I could have just edited the other post, but I don't like papering over the idea that people make errors. We all make errors. We need processes that find them in time, and a willingness to own errors and create processes to avoid them. So I'll leave the egg on my face here for the sake of that public service reminder.
The rest of my remarks still apply.
@kentpitman
> I don't like papering over the idea that people make errors. We all make errors.
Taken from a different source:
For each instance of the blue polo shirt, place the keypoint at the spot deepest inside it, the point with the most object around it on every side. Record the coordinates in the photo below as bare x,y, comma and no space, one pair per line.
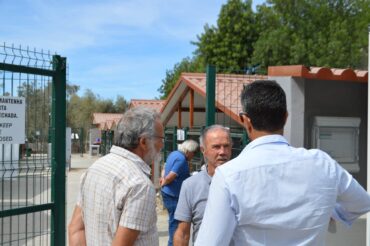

Strongly agree. It used to be a factoid in the early days that only 1% to 0.1% of social media consumers also posted, which no doubt still has a germ of truth, and I suspect part of the reason is fear of making mistakes in public.
@screwtape @kentpitman
Right, wouldn't want to accidentally XOR 3 with 6
@kentpitman @screwtape
Huh! I did not know that.
@dougmerritt @kentpitman
Oh, neat. Though the pun I had been trying to make was that we often say "I had the realization.." to mean a discovery, though this also has the statistical useage "My particular sample of this random variable was"
@screwtape @kentpitman
Substituting "humor" for "irony" in the Steve Martin quote from Roxanne (1987):
"Oh, ho, ho, humor! Oh, no, no, we don't get that here. See, uh, people ski topless here while smoking dope, so humor's not really a, a high priority. We haven't had any humor here since about, uh, '83, when I was the only practitioner of it. And I stopped because I was tired of being stared at."
Also about statistics, you may have missed my final comment on Lambda Moo:
When my research mathematician friend Arunas Rudvalis (discoverer of the Rudvalis group) switched from group theory to statistics, I asked, isn't that a much more narrow field?
He said "no, you don't get it. Take *all* of mathematics, and make all of the variables random variables. That's statistics."
(No doubt I still don't get it, but that expanded my horizons anyway.)
@dougmerritt
After being reminded, I do remember that.